_____« L'esprit moins ouvert, ronchonna Bill alors que les jumeaux rentraient dans leur maison après 1/2 heure de car. Qu'est-ce qu'il en sait, lui ?
- Il ne voulait pas être méchant, j'en suis sûr ! dit Tom.
- Tu veux rire ? Ca se voyait qu'il se foutait de moi ce vieux con !
- N'empêche que tu ne le croyais pas quand il a parlé du médiator ! s'exclama Tom lorsque les deux frères rentrèrent dans leur chambre après avoir salué leur mère et leur beau-père.
- Et je n'y crois toujours pas ! »
Bill regarda son frère droit dans les yeux.
« Ne me dis pas que toi tu y crois ?
- Si. »
Bill éclata d'un grand rire en s'effondrant sur son lit.
« Mon pauvre vieux mais tu dérailles ! Il te faisait marcher ! On n'est pas dans Harry Potter !
- Arrêtes !
- Attend ! C'est peut-être Dumbledore !
- Comment tu explique que le médiator saut chaud quand je le prends et qu'avec toi il reste froid ?
- Ya un truc, c'est tout. Fais voir ? »
Tom lui tendis le médiator et Bill l'examina, l'air songeur. Puis il essaya de le tordre mais son frère le lui arracha des mains.
« Arrêtes, tu vas l'abimer !
- Ca va, Tom, c'est juste un médiator ! T'en as des dizaines !

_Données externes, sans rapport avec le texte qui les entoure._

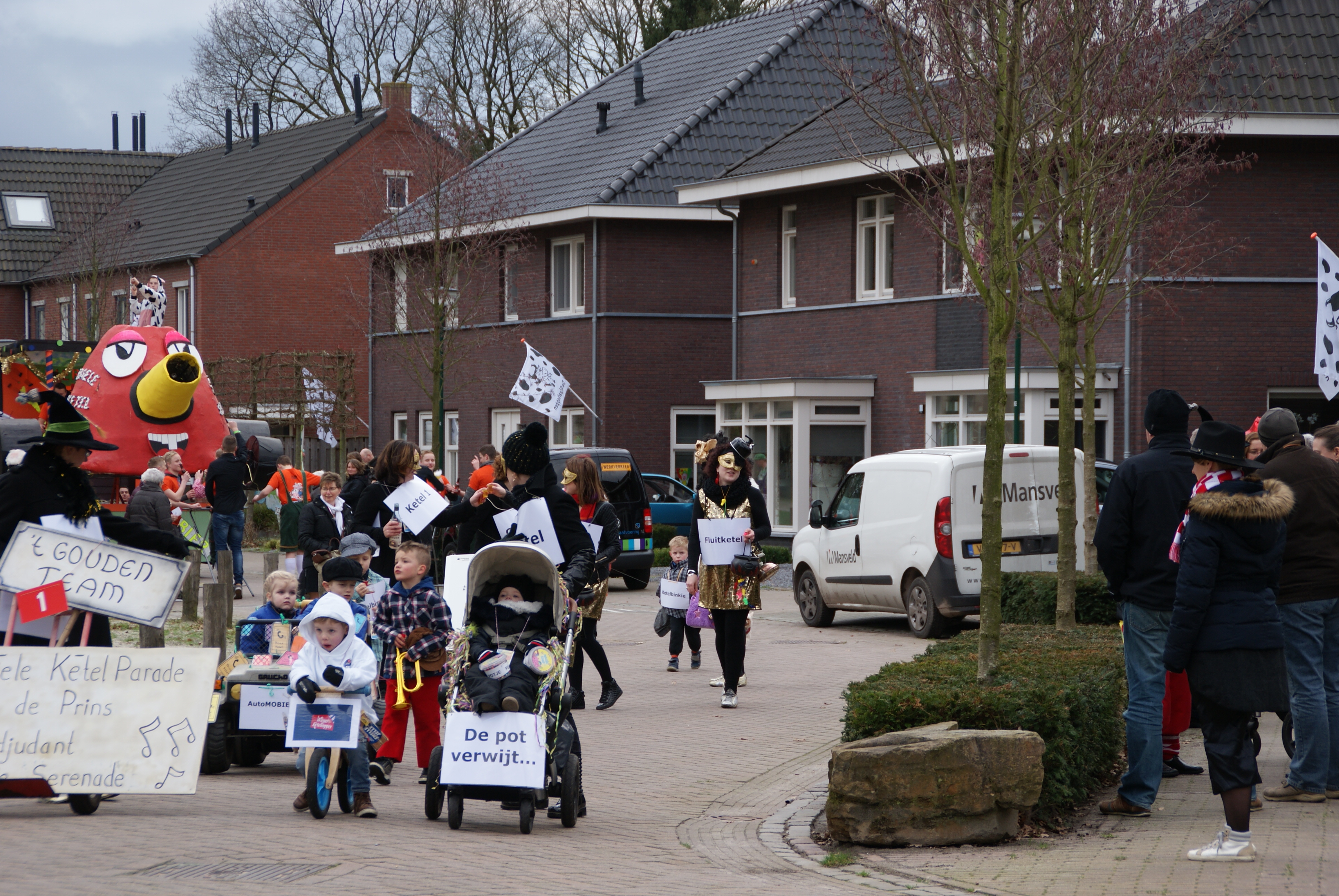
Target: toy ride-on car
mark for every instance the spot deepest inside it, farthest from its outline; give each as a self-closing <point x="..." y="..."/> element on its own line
<point x="517" y="758"/>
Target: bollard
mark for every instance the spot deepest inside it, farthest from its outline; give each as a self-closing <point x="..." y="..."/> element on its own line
<point x="191" y="588"/>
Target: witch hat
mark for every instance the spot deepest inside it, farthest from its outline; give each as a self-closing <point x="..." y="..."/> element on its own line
<point x="65" y="425"/>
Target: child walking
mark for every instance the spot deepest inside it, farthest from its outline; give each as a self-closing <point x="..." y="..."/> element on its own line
<point x="678" y="618"/>
<point x="412" y="618"/>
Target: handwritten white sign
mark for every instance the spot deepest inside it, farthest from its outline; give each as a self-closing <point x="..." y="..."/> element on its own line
<point x="500" y="749"/>
<point x="419" y="504"/>
<point x="535" y="524"/>
<point x="674" y="594"/>
<point x="121" y="582"/>
<point x="104" y="720"/>
<point x="721" y="540"/>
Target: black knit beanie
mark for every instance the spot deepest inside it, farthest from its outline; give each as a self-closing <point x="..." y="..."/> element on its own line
<point x="527" y="450"/>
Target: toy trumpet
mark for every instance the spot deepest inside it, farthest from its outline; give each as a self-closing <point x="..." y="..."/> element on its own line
<point x="402" y="704"/>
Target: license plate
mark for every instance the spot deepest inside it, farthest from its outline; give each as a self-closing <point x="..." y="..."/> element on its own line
<point x="974" y="548"/>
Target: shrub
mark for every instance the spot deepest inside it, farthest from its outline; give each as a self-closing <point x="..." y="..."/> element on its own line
<point x="1029" y="599"/>
<point x="1069" y="688"/>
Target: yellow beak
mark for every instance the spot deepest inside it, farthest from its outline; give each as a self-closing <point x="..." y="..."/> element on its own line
<point x="167" y="390"/>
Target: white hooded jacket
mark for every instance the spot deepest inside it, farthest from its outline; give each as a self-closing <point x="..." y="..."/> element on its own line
<point x="351" y="655"/>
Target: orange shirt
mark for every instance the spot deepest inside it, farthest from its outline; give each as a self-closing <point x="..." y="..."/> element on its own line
<point x="288" y="484"/>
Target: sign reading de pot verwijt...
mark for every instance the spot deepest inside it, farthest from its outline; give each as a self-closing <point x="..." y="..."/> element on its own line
<point x="100" y="576"/>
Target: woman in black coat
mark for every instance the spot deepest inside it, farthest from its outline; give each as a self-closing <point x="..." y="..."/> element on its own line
<point x="50" y="483"/>
<point x="1226" y="627"/>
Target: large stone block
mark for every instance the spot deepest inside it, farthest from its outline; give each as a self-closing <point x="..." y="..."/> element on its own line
<point x="935" y="785"/>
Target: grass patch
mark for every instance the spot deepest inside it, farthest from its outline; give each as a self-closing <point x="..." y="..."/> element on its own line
<point x="1069" y="688"/>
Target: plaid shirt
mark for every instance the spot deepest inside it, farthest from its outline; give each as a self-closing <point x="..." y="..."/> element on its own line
<point x="399" y="613"/>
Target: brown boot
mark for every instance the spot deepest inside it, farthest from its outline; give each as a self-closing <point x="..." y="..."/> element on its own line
<point x="363" y="807"/>
<point x="1120" y="807"/>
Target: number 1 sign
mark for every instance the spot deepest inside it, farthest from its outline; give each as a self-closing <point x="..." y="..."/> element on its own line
<point x="41" y="602"/>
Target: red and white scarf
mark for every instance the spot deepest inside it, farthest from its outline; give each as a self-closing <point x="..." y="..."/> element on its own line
<point x="1207" y="481"/>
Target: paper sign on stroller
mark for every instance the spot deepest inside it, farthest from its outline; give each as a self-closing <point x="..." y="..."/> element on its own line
<point x="721" y="540"/>
<point x="497" y="749"/>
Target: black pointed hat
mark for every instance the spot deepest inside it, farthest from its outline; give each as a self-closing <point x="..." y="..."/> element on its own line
<point x="65" y="425"/>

- Oui mais celui-ci est spécial ! »
Bill secoua la tête en regardant son frère comme si il était devenu fou puis il sortit de la pièce. Tom s'assit sur son lit sans détacher son regard du petit morceau de plastique qui chauffait entre ses doigts fins. C'est vrai qu'il en avait des dizaines, pourquoi un de plus ? Mais lorsqu'il l'avait vu dans la vitrine du magasin, Tom avait été littéralement attiré par lui. Une envie irrésistible l'avait poussé à le prendre. Pour le vieillard, Tom était son maître. Et lui aussi avait dit qu'il avait des pouvoirs extraordinaires. Il avait hâte de voir ce que le médiator pouvait accomplir. Il allait attraper sa guitare posée contre un mur lorsque sa mère annonça que le dîner était prêt.
« Alors vous avez passé une bonne journée ? demanda Simone en servant les assiettes de tout le monde.
- Comme d'hab', répondit Bill à côté d'elle. Enfin, Tom va sûrement aller à l'école des sorciers !
- Très drôle ! répliqua Tom.
- Qu'est-ce que c'est que cette histoire ? demanda Gordon.
- Rien, c'est juste que Bill n'a pas apprécié que quelqu'un lui dise que j'étais plus ouvert que lui alors il se venge !
- Je m'en fiche de ce que pense de moi ce vieux fou !
- Allez-vous enfin nous dire... commença Simone.
- Ce n'est pas parce que tu n'y crois pas que ça ne pourrais pas être vrai !
- Il te faisait marcher ! Et toi, tu cours !
- Tu m'énerves, je m'en vais ! s'exclama Tom en se levant de table.
- Tom reste ici ! protesta sa mère. On n'a pas terminé de diner ! »
Mais Tom avait déjà claqué la porte de la chambre. Enervé par les moqueries de son double, il donna un grand coup de pied dans son lit avant de s'y asseoir. Le médiator y était posé et sa couleur était passée au rouge vif. Tom le prit dans sa main. Il dégageait toujours une chaleur intense. Il alluma sa lampe de chevet et à l'aide de la lumière, il pu l'examiner plus attentivement. Une inscription y était gravée en lettres capitales mais elle était trop petite pour qu'on puisse la lire. Il alla dans le bureau de son beau-père. Bill était à l'ordinateur et son visage s'illumina lorsqu'il vit son frère entrer.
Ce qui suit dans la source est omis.